Due: Thursday 24 September

(0.1) Problem 2.60 from Moore & McCabe:

 
Table 2.10 presents four sets of data prepared by the statistician
Frank Anscombe to illustrate the dangers of calculating without first
plotting the data (Frank J. Anscombe, "Graphs in statistical analysis," The
American Statistician, 27 (1973), pp. 17-21.)

(a) Without making scatterplots, find the correlation and the least-squares
regression line for all four data sets. What do you notice? Use the
regression line to predict y for x = 10.

(b) Make a scatter plot for each of the data sets and add the regression
line to each plot.

(c) In which of the four cases would you be willing to use the regression
line to describe the dependence of y on x? Explain your answer in each
case.
These data were created artificially by Anscombe to make an important point about the dangers of blind calculation without plotting.
Add an extra part to the question:

(d) For each dataset, make a plot of residuals against fitted values. Such plots are one standard way of identifying bad fits. Explain how these plots could help you with your answers to part (c).

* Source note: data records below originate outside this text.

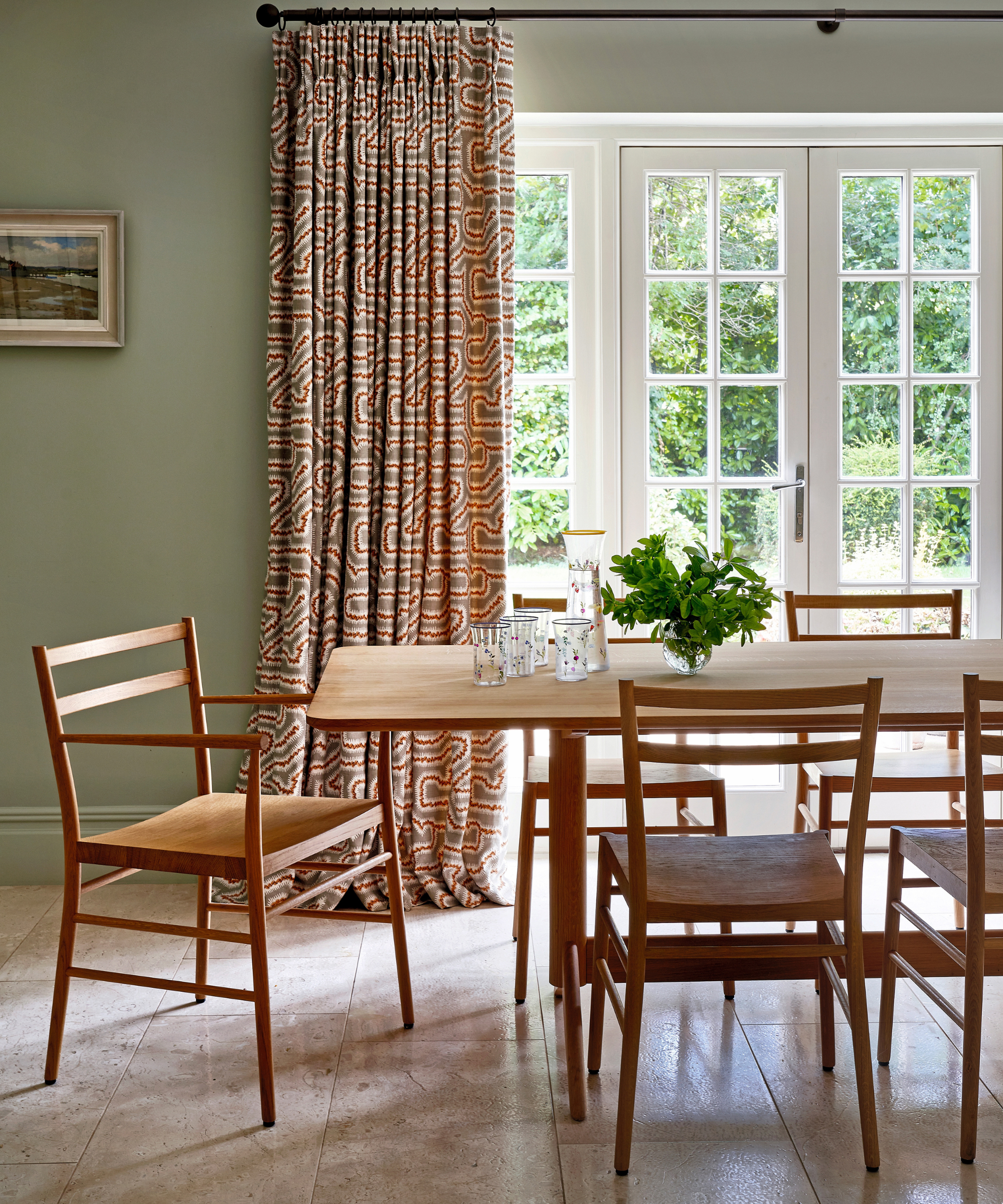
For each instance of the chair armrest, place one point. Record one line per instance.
(169, 741)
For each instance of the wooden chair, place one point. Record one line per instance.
(969, 867)
(604, 780)
(759, 878)
(921, 772)
(232, 836)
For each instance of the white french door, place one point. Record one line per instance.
(906, 381)
(714, 351)
(882, 378)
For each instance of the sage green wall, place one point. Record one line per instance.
(134, 480)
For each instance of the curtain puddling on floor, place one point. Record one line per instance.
(389, 377)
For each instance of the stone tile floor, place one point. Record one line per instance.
(158, 1100)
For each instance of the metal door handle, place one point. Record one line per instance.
(799, 503)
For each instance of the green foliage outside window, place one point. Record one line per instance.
(541, 326)
(541, 223)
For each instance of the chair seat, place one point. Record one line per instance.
(736, 878)
(608, 771)
(936, 770)
(205, 836)
(941, 855)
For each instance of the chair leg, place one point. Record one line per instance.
(203, 920)
(825, 806)
(688, 928)
(972, 1044)
(259, 970)
(861, 1037)
(719, 804)
(889, 972)
(600, 953)
(634, 1006)
(955, 798)
(801, 796)
(394, 884)
(826, 1009)
(524, 890)
(68, 937)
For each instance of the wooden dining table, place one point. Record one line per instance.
(431, 688)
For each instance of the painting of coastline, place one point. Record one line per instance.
(50, 276)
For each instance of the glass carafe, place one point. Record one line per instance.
(584, 601)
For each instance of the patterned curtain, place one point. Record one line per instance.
(389, 375)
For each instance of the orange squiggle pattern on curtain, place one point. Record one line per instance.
(389, 380)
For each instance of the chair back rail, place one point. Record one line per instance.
(795, 603)
(861, 749)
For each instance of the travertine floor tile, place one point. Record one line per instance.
(695, 1173)
(918, 1102)
(698, 1079)
(21, 910)
(34, 1184)
(288, 936)
(105, 1022)
(387, 1090)
(300, 985)
(455, 943)
(794, 1002)
(186, 1124)
(475, 1163)
(111, 949)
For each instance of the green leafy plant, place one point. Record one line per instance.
(717, 595)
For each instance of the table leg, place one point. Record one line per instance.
(568, 898)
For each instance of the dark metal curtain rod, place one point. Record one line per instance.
(827, 20)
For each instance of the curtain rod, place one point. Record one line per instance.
(827, 21)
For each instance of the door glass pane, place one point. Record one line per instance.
(750, 425)
(681, 515)
(871, 223)
(677, 430)
(536, 519)
(872, 534)
(939, 619)
(541, 326)
(540, 432)
(677, 327)
(942, 326)
(942, 430)
(541, 223)
(876, 622)
(752, 518)
(871, 441)
(942, 533)
(749, 327)
(749, 223)
(871, 324)
(677, 223)
(942, 223)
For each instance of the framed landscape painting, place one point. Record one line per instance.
(62, 278)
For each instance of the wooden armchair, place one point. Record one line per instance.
(232, 836)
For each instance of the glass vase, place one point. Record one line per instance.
(584, 600)
(490, 653)
(683, 655)
(571, 649)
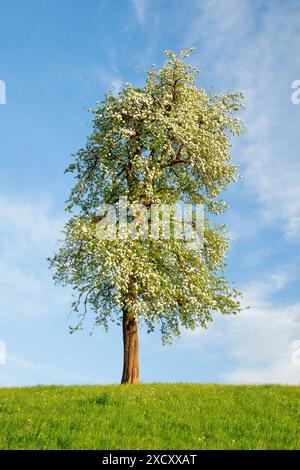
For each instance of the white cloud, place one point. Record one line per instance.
(259, 340)
(253, 47)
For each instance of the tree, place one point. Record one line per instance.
(166, 142)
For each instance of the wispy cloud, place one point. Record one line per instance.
(259, 340)
(253, 47)
(140, 7)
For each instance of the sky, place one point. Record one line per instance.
(57, 58)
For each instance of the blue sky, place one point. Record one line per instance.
(57, 58)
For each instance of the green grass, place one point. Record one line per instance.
(159, 416)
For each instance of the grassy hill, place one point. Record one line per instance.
(158, 416)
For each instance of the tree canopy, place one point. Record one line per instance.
(165, 142)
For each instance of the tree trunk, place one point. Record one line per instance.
(131, 350)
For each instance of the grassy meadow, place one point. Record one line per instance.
(151, 416)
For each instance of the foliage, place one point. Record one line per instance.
(166, 142)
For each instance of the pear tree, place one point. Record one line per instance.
(155, 146)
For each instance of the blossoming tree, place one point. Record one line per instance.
(166, 142)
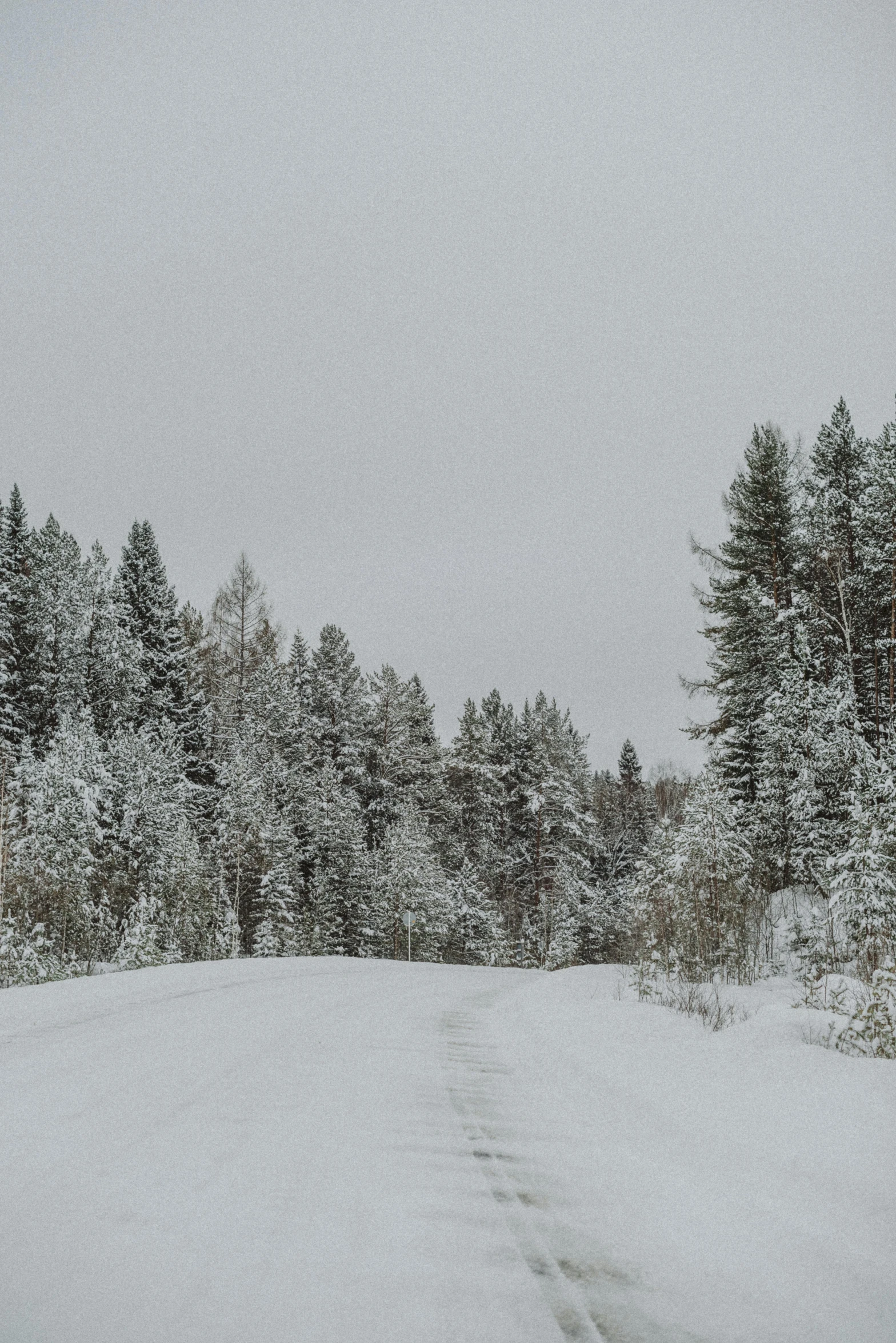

Here are the data from Table 2.10:

x1	y1	x2	y2	x3	y3	x4	y4
10	8.04	10	9.14	10	7.46	8	6.58
8	6.95	8	8.14	8	6.77	8	5.76
13	7.58	13	8.74	13	12.74	8	7.71
9	8.81	9	8.77	9	7.11	8	8.84
11	8.33	11	9.26	11	7.81	8	8.47
14	9.96	14	8.1	14	8.84	8	7.04
6	7.24	6	6.13	6	6.08	8	5.25
4	4.26	4	3.1	4	5.39	8       5.56
12	10.84	12	9.13	12	8.15	8	7.91
7	4.82	7	7.26	7	6.42	8	6.89
5	5.68	5	4.74	5	5.73	19	12.5

(0.2) Page 6 of the handout for Lecture 2 shows four plots, illustrating the effect of standardizing the classwork and final exam scores before fitting the least squares line. The four steps correspond to:

  1. subtract the mean from the final exam scores
  2. then divide final-mean(final) by its standard deviation
  3. then subtract the mean from the classwork scores
  4. then divide classwork-mean(classwork) by its standard deviation
After the four steps, both variables are standardized.

Carry out these four steps, calculating the equation of the least squares line at each step. Explain the change in the coefficients (that is, the pair of constants that give the intercept and slope of the least squares line) from each step to the next.


Each Section will assign extra problems.